Sie kritisieren wie die Kommission selbst auch, dass das Budget für Gleichstellungsmaßnahmen im Vergleich zum
Handelsbudget »unbedeutend« sei. Woran machen sie das fest?
Die Gelder sind wirklich minimal. Im letzten Entwicklungsbudget sind Mittel für Menschen- und Frauenrechte sowie für Bildung
sogar noch gekürzt worden. Mehr investiert wird dann lieber in Wirtschaft und Landwirtschaft.
Inwiefern stellt der Bericht eine Möglichkeit dar, die Position der Kommission zu beeinflussen?
Das wird sich zeigen. Bisher hat mir der Entwicklungskommissar Louis Michel keine Antwort auf die Frage gegeben, wie er zu
meiner Kritik steht. Mein Bericht hat keine rechtlich bindende Wirkung, wird aber der Kommission und dem Rat als
Referenzdokument dienen. Wir können im Anschluss bei der Kommission immer wieder nachfragen, ob wirklich alle von der
Handelspolitik profitieren, welche Projekte die Kommission gefördert hat, ob es die richtigen waren. Oft werden die
Organisationen unterstützt, die den örtlichen Regierungen nahe stehen. Die Nichtregierungsorganisationen, die wirklich intensiv
Armut bekämpfen und bei den Schwächsten sind, bekommen keine Unterstützung. Beim Monitoring – der Kontrolle, wohin die
Gelder der EU fließen – ist mehr Transparenz nötig.

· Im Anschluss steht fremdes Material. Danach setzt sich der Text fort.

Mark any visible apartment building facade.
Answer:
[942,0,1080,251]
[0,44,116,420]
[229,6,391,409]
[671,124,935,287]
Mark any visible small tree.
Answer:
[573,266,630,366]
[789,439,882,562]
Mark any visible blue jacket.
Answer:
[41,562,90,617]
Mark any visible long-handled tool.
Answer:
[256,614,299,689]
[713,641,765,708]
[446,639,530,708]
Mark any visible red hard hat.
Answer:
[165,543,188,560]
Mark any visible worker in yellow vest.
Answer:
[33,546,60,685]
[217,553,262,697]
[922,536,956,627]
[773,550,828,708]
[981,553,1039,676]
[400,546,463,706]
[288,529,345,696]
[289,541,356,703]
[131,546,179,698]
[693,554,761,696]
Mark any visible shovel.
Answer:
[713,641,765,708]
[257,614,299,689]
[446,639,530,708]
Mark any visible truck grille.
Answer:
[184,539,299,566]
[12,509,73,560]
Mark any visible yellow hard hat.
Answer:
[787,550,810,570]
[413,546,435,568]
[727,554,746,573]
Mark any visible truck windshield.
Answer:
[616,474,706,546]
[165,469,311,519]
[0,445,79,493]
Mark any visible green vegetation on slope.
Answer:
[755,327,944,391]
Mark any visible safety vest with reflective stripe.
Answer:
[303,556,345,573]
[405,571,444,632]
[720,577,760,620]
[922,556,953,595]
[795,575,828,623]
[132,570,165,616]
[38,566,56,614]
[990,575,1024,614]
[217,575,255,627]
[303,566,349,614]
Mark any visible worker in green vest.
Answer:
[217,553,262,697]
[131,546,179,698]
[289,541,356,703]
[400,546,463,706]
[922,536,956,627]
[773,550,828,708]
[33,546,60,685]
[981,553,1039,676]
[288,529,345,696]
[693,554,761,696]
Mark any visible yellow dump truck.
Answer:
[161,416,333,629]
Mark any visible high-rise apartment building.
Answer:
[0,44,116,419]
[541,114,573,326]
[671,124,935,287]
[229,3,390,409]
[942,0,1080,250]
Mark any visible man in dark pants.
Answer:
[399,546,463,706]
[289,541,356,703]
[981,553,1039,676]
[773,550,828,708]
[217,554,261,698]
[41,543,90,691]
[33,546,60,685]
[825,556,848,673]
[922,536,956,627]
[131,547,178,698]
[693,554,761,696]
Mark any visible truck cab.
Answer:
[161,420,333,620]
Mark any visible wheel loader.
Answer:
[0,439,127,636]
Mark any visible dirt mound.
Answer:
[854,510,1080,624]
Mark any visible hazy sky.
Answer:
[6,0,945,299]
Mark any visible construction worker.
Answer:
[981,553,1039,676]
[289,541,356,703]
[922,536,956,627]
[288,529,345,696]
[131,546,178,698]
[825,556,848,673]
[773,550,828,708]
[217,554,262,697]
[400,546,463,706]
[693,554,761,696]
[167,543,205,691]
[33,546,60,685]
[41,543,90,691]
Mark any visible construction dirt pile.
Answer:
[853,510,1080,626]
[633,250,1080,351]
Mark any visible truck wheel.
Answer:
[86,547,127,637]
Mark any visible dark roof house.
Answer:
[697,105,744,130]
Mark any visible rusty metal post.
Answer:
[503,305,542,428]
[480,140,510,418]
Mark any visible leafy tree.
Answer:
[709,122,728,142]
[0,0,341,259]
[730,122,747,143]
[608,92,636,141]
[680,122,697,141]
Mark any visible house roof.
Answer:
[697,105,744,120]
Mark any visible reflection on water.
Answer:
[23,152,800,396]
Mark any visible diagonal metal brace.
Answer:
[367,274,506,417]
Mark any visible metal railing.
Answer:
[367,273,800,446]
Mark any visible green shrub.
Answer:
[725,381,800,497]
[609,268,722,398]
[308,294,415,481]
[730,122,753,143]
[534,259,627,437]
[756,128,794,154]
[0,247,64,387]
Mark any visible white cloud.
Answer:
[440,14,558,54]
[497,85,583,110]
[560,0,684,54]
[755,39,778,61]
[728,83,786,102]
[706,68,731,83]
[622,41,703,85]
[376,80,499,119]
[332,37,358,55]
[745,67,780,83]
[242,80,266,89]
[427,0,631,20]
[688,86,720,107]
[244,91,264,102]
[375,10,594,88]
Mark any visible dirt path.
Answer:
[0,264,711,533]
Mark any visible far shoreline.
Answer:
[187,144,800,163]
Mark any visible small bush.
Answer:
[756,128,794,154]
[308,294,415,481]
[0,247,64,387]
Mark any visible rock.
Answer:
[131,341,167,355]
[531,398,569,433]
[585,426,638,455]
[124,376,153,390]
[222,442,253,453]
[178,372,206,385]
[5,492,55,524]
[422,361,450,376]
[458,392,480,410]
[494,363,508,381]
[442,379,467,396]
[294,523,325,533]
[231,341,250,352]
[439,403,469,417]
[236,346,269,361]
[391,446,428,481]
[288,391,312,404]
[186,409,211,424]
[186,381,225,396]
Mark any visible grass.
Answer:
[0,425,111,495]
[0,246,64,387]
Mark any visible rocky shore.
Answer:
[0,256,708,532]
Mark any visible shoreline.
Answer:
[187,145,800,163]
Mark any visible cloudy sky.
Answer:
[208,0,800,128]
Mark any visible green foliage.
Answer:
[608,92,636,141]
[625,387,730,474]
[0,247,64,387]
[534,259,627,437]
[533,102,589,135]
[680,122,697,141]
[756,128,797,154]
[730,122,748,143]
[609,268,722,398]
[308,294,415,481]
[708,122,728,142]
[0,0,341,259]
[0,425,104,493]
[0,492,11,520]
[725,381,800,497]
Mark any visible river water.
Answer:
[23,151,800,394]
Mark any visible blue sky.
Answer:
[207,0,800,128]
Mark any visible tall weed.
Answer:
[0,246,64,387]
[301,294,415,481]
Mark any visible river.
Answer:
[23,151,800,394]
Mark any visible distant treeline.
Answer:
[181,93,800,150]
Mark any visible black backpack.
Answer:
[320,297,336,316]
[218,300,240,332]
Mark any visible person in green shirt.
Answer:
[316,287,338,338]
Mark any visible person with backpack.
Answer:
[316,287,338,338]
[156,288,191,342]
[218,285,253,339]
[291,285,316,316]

Und wie kann die EU die Entwicklungsländer in ihren Fortschritten auf dem Gebiet der Gleichstellung kontrollieren?
Sind Sanktionen eine Lösung?
Hierzu ist das Sammeln gender-sensitiver Indikatoren nötig. Die Kommissionsstrategie legt zu wenig Wert auf qualitative
Indikatoren, also die Frage, wie sinnvoll und effizient Maßnahmen sind, anstelle rein quantitativer Analysen. Bei der jährlichen
Berichterstattung durch die EU-Mitgliedstaaten und die Kommission bezüglich der gemachten Fortschritte sind ebenfalls
erhebliche Defizite zu bemängeln. Wir fordern unter anderem die Schulung der einheimischen männlichen Mitarbeiter der
Hilfsorganisationen. Ihnen muss erklärt werden, wie wichtig etwa Bildung oder reproduktive Gesundheit für Frauen sind. In einem
ähnlichen Projekt, für das ich die Schirmherrschaft übernommen habe, konnten wir erreichen, dass es in einer Region in
Tansania bis zu 70 Prozent weniger Genitalverstümmelungen gab. Das zeigt, dass Aufklärungsarbeit notwendig ist. Sanktionen
von oben treffen immer die Schwächsten. Wir müssen die Probleme von unten bekämpfen und dafür sorgen, dass wir gezielt die
Stimmen unterstützen, die sich für die Gleichstellung in dem Land einsetzen.